He’d seen pictures of her parents, snaps of the house and garden. Her father was tall and well-built but looked like a kindly chap. Kevin could imagine sitting on that terrace overlooking the garden, talking to him, man to man. He could scarcely remember his own father, who’d left home years back, and he’d missed that figure of authority in his life. He thought they’d probably get on well together.
One night, as he pored over the photographs yet again, he thought about what the old bat had said. Where could he take Julia? What would she think when she met his mother? A cloud dimmed his daydreams.
Perhaps he’d investigate whether he could arrange a carer for his mother, so that he could get a place of his own. Then he could have Julia round for dinner, cook for her. He’d become a passable cook, though he wouldn’t be making liver and onions or jam roly-poly, which was about the extent of his mother’s epicurean horizons.
There would be more exotic meals, seafood tagliatelle perhaps, or even steak with a green salad. And wine. He’d need to brush up on his knowledge of wines; his mother wouldn’t tolerate anything but sweet sherry in the house.
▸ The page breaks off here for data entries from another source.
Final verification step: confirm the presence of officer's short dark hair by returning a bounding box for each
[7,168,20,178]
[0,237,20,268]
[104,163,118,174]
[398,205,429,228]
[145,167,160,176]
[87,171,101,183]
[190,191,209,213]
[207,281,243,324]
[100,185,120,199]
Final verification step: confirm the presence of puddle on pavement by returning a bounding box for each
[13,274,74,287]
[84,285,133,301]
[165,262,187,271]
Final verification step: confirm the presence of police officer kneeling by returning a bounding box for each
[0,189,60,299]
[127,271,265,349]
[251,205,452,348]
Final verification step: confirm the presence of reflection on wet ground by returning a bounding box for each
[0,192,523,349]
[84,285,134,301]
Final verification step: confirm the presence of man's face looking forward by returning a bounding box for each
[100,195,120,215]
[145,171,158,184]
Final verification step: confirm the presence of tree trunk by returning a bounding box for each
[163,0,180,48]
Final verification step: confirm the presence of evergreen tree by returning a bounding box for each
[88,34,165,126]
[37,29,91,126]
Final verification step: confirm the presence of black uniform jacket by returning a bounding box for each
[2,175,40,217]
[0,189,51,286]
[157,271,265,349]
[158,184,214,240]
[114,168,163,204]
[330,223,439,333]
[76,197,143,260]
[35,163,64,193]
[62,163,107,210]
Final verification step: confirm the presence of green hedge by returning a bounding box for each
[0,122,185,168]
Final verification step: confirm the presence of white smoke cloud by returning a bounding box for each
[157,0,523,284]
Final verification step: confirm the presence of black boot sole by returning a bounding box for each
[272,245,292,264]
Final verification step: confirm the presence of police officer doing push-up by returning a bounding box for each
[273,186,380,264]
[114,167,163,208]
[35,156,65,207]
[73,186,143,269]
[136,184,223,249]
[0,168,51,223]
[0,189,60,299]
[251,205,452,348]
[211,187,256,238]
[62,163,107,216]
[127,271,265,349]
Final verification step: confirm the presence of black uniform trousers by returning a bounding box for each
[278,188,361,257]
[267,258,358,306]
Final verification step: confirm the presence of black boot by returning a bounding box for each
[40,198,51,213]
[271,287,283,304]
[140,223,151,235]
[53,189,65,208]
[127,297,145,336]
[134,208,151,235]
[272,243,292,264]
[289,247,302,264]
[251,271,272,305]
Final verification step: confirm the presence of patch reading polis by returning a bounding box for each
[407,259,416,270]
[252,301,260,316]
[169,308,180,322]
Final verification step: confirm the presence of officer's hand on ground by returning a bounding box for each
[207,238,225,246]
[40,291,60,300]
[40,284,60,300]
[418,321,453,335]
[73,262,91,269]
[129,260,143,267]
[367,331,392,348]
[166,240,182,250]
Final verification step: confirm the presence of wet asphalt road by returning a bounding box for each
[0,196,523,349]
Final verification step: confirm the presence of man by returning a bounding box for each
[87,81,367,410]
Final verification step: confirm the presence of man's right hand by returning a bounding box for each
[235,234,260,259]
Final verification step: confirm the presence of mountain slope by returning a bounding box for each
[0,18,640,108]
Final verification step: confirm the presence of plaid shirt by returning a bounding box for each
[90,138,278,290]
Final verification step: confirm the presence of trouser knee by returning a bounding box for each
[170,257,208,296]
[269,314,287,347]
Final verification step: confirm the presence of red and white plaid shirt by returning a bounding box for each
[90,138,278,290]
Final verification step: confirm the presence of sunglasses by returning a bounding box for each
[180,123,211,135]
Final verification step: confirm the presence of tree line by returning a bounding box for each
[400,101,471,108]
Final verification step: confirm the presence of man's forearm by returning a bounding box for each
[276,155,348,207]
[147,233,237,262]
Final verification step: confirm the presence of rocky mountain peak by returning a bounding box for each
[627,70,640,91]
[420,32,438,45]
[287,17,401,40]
Later that week, he obtained some leaflets about home help from the council offices, and went round a few estate agents to see about the availability of rented accommodation. There were several likely properties, a bit more expensive than he’d hoped, but still worth pursuing, so he obtained the details and hid them, together with the social services leaflets, beneath his bed.
There was a new spring in his step, and for the first time in years he felt a strange thrill of optimism about the future. He bought a book about French cuisine, and a wine catalogue.
The diaries were still unopened beneath his bed, and it was a couple of months after his discovery that he settled down one night, uneasy with guilt, and opened the first one. He knew that once these contents were revealed to him, there would be very little more for him to learn about the object of his attentions. The gradual unveiling of Julia had occupied every waking moment. How would he cope when there were no further revelations to be experienced?
He started to read.
The diaries spanned the years of her adolescence with a frankness that often made him blush. He suffered with her at the slights and rejections, commiserated with her disappointments, and raged with jealousy at her encounters with the opposite sex.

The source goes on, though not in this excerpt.